L’unione fa la forza: come cambia il sistema dei piccoli Comuni secondo le logiche della spending review

letto 1669 voltepubblicato il 18/01/2016 - 11:01 nel blog di Rita Pastore, in Osservatorio Spending Review

A partire dal 1 gennaio 2016 sono state istituite 23 nuove realtà civiche mediante la fusione amministrativa di 63 municipi sotto i 5.000 abitanti. In questo modo sono stati cancellati quaranta municipi, inglobati in fusioni che interessano tutta la Penisola, come previsto dalle Legge n. 135 del 2012.

Diciassette realtà sono nel solo Trentino-Alto Adige, mentre 4 nuovi Comuni sorgeranno in Romagna e due in Piemonte. Pertanto, a seguito di questa revisione della cartina geografica del nostro paese, il numero totale dei comuni italiani è passato da 8.046 a 8.006. E’ curioso però osservare che la razionalizzazione amministrativa, oltre ad avere effetti sulla spesa e sulla toponomastica, inciderà pesantemente anche sull’immaginario collettivo e su luoghi simbolo sia a livello nazionale che europeo per motivi culturali, storici e/o enogastronomici.

In Emilia Romagna, ad esempio, che vede la nascita di 4 nuovi Comuni a fronte di 10 soppressi, è stata creata la città di Ventasso in cui confluiscono i comuni di Ligonchio, Busana, Collagna e Ramiseto, tutti in provincia di Reggio Emilia, per toccare uno quota complessiva di 4.407 abitanti. Ancora, dopo la fusione di Zibello con Polesine Parmense, è nato Polesine Zibello (3.348 abitanti); mentre in provincia di Bologna è stato istituito l’Alto Reno Terme (per un totale di 6.967 cittadini) dall’unione di Porretta Terme con Granaglione. In provincia di Rimini, poi, dalla fusione tra Monte Colombo e Montescudo è nato Montescudo-Monte Colombo.

In Piemonte il bilancio tra nuovi Comuni e enti locali soppressi è di 2 contro 4. Ad esempio, i 350 abitanti di Crosa, nel Biellese, si sono uniti ai 2.500 del comune di Lessona (2.500 abitanti),

Anche in provincia di Trento è avvenuta la fusione tra i comuni di Amblar e Don (meno di 500 abitanti in due) che diventano una sola realtà Amblar-Don; e lo stesso è successo a Cembra-Lisignago. Ricordiamo che è proprio in Trentino Alto Adige che le mappe dovranno subire le revisioni più numerose: qui sono diciassette le realtà appena costituite, 49 quelle tagliate per un saldo negativo di 32.

Altre novità arriveranno nel corso del 2016: in Lombardia e in Abruzzo i cittadini hanno già risposto sì ai referendum consultivi. Così le norme regionali sanciranno la nascita di Bienno (provincia di Brescia) attraverso la fusione per incorporazione di Bienno e di Prestine (per giungere a 3.958 abitanti); in provincia di Pavia, l’unione di Corteolona e Genzone partorirà la nuova realtà di Corteolona e Genzone, con i nomi legati non da un trattino ma da una congiunzione semplice.

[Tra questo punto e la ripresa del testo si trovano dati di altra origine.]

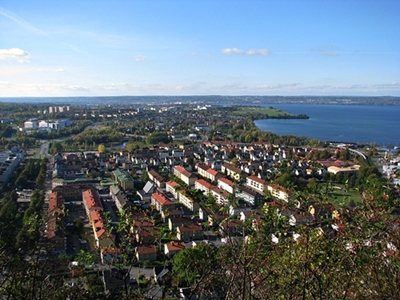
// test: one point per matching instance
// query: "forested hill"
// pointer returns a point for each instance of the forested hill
(210, 99)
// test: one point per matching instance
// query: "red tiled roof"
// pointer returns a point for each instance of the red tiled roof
(91, 199)
(175, 246)
(256, 179)
(186, 228)
(55, 201)
(226, 181)
(172, 184)
(212, 172)
(204, 183)
(146, 249)
(160, 198)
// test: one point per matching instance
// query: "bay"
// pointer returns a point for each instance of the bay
(339, 123)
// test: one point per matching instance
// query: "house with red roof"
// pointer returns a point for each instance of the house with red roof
(172, 186)
(170, 249)
(189, 232)
(146, 253)
(256, 183)
(161, 202)
(187, 177)
(226, 184)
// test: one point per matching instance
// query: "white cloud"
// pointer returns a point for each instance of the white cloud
(329, 50)
(262, 51)
(140, 57)
(14, 54)
(232, 51)
(278, 86)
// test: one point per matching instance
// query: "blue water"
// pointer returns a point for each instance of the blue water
(340, 123)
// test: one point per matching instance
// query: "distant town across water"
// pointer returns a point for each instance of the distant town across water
(211, 99)
(339, 123)
(332, 118)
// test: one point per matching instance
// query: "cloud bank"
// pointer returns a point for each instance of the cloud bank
(14, 54)
(262, 51)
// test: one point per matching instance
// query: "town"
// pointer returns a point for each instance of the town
(183, 201)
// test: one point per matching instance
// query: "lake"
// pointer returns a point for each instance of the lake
(339, 123)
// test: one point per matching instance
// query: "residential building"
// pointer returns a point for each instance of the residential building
(256, 183)
(189, 232)
(146, 253)
(187, 177)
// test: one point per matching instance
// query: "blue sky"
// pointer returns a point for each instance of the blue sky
(193, 47)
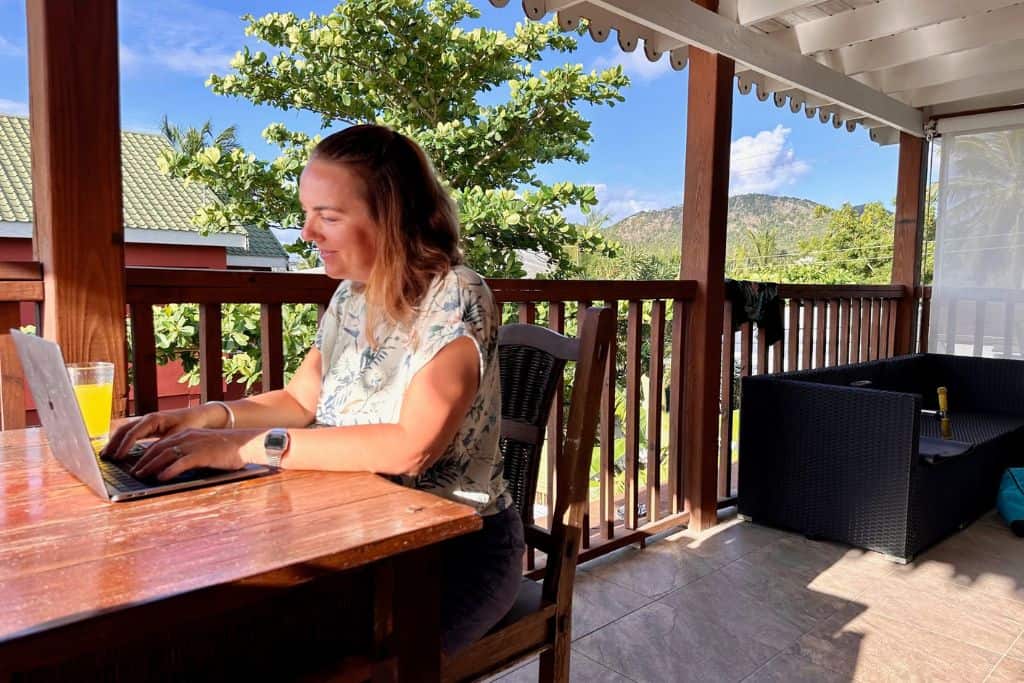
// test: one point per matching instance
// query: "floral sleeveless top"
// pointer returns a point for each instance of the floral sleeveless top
(361, 385)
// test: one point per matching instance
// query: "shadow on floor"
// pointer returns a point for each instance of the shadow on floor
(743, 602)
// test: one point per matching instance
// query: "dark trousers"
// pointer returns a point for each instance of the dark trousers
(482, 571)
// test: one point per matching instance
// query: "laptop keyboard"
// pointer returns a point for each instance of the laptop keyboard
(116, 473)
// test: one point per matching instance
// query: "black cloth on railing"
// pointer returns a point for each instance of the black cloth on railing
(756, 302)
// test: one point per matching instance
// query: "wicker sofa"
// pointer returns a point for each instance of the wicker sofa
(845, 453)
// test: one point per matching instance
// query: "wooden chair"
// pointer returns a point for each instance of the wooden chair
(532, 359)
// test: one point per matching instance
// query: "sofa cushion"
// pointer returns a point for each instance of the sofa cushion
(973, 427)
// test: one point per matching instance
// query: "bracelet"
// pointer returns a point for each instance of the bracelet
(230, 413)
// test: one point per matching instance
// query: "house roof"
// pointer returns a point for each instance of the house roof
(887, 66)
(152, 200)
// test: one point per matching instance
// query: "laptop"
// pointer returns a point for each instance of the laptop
(49, 383)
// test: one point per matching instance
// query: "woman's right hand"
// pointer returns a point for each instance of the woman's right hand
(159, 425)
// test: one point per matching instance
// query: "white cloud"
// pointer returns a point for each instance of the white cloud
(177, 35)
(635, 63)
(14, 108)
(9, 49)
(622, 201)
(764, 163)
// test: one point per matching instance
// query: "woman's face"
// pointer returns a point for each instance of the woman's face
(338, 219)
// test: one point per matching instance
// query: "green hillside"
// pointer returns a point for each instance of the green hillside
(659, 231)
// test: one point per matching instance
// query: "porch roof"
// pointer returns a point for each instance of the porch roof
(888, 66)
(153, 202)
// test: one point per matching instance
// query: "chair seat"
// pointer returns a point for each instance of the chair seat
(528, 601)
(524, 631)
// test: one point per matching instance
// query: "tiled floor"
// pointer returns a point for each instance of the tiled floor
(748, 603)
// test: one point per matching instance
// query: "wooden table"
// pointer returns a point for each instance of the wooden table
(237, 573)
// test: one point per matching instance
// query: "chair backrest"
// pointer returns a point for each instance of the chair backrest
(531, 359)
(597, 330)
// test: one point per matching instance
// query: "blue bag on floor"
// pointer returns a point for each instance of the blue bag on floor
(1010, 501)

Nel medio Adriatico, invece, è il caso di ricordare la prossima nascita di Nuova Pescara, che alla città di D’Annunzio vedrà confluire le colline di Spoltore e la costa di Montesilvano, per un totale di 186.145 nuovi cittadini pescaresi.

Il processo di riforma che riguarda i piccoli Comuni è in itinere e impone alcune riflessioni in ordine alla portata delle innovazioni che andranno a ridisegnare l’architettura del sistema istituzionale italiano. Dalla gestione associata di funzioni e servizi comunali, dall’accorpamento dei piccoli Municipi, dalla riduzione del numero di consiglieri e assessori nelle piccole realtà locali, dall’abolizione delle Province gli italiani si aspettano molto, anche perché sono temi che da anni si collocano al centro di un fervente dibattito politico, istituzionale e mediatico. Ci auguriamo che questa operazione di razionalizzazione amministrativa, oltre a modificare la geografia del territorio e delle mappe stradali, sia in grado di ottimizzare veramente i costi, di semplificare i bilanci pubblici e di garantire servizi più efficienti ai cittadini.